Objective: To synthesize and complete in vitro characterization of a novel, tumor-targeted nanodevice for visible intraoperative delineation of brain tumors.
Methods: The ability of dye-loaded polyacrylamide nanoparticles (NP) containing methylene blue, Coomassie blue, or indocyanine green to cause color change in the 9L glioma cell lines was evaluated. Cells were incubated with dye-loaded NPs, photographed, and analyzed colorimetrically. Confocal microscopy was used to determine subcellular localization of NPs in treated cells.

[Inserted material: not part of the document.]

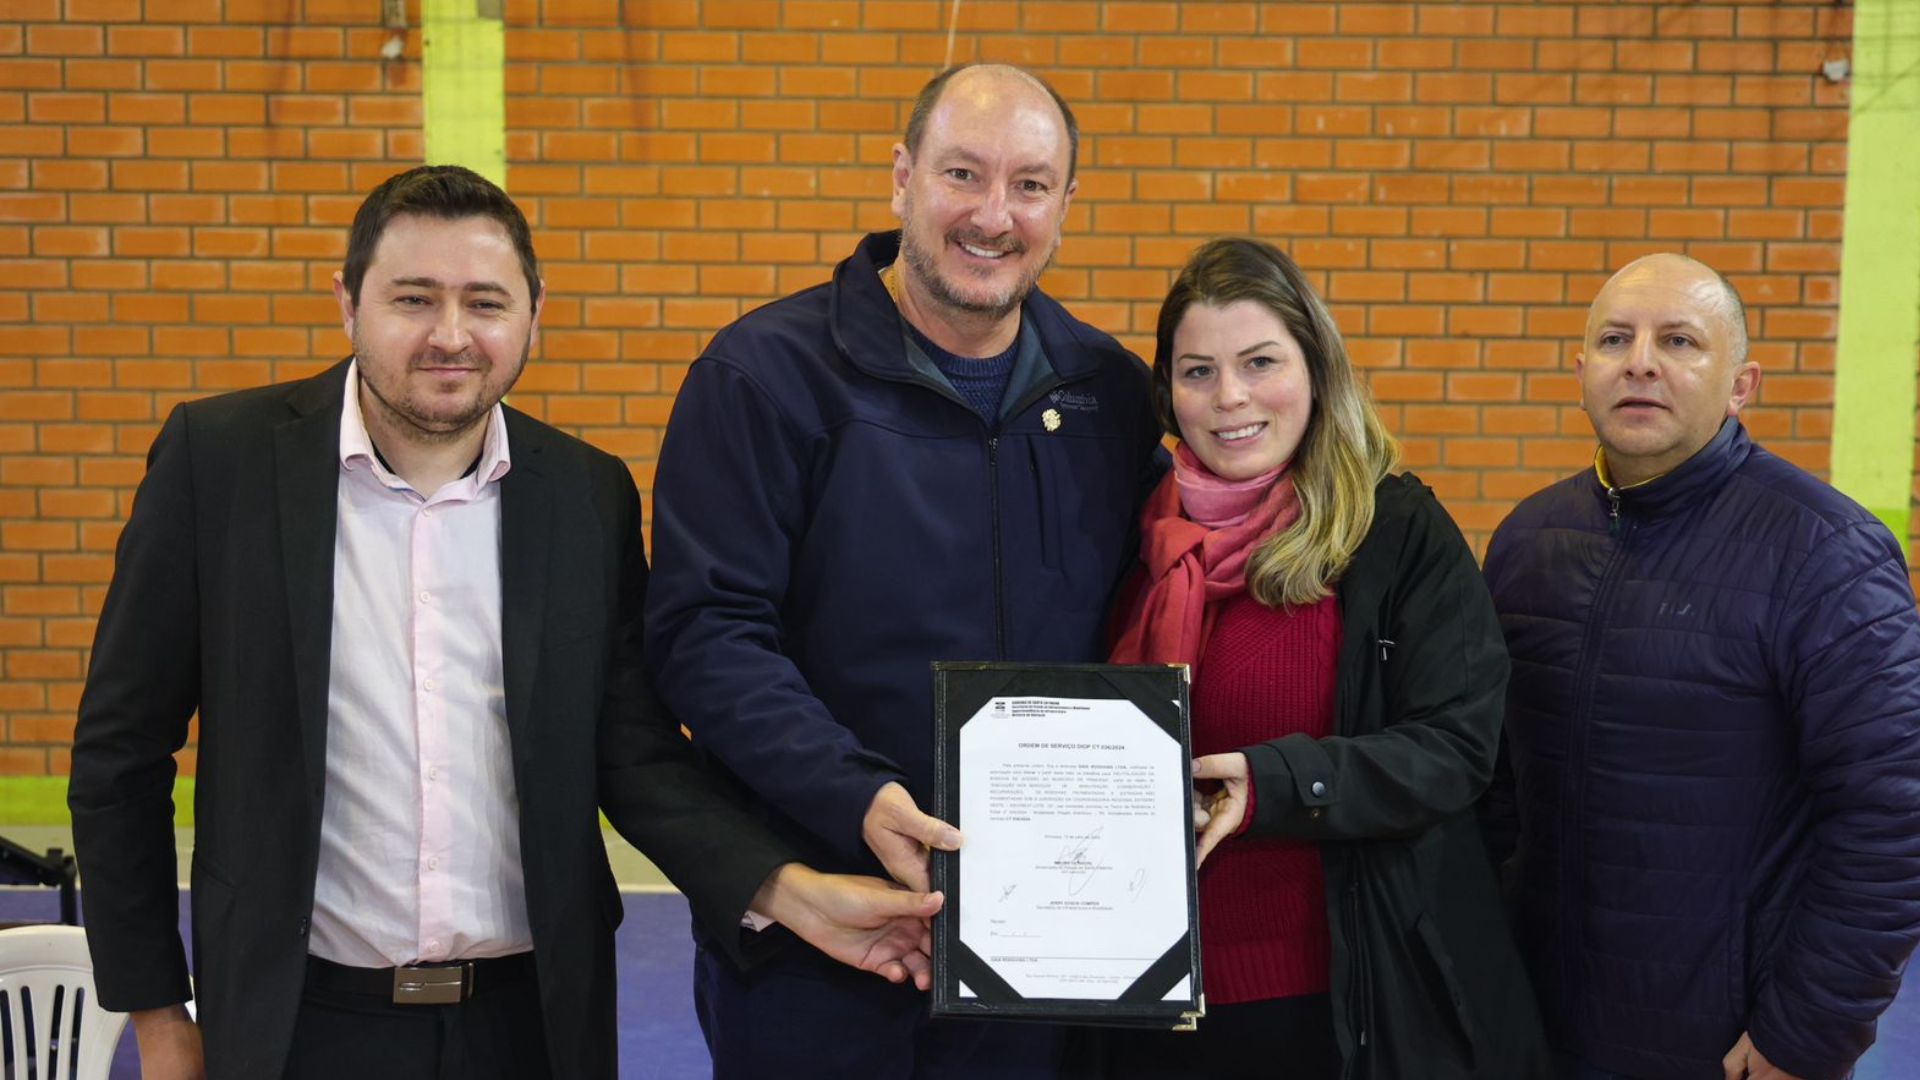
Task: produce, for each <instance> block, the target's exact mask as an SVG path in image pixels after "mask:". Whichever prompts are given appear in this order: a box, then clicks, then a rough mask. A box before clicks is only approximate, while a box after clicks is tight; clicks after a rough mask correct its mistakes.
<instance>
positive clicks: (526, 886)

Results: Incubation of glioma cell lines with dye-loaded NPs resulted in clearly visible, quantifiable cell tagging in a dose- and time-dependent manner. Dye-loaded NPs were observed to bind to the surface and become internalized by glioma cells. Coating the NP surface with F3, a peptide that binds to the tumor cell surface receptor nucleolin, significantly increased NP affinity for glioma cells. F3 targeting also significantly increased the rate of cell tagging by dye-loaded NPs. Finally, F3-targeted NPs demonstrated specificity for targeting various cancer cell lines based on their surface expression of cell surface nucleolin.
Conclusion: F3-targeted dye-loaded NPs efficiently cause definitive color change in glioma cells. This report represents the first use of targeted NPs to cause a visible color change in tumor cell lines. Similar nanodevices may be used in the future to enable visible intraoperative tumor delineation during tumor resection.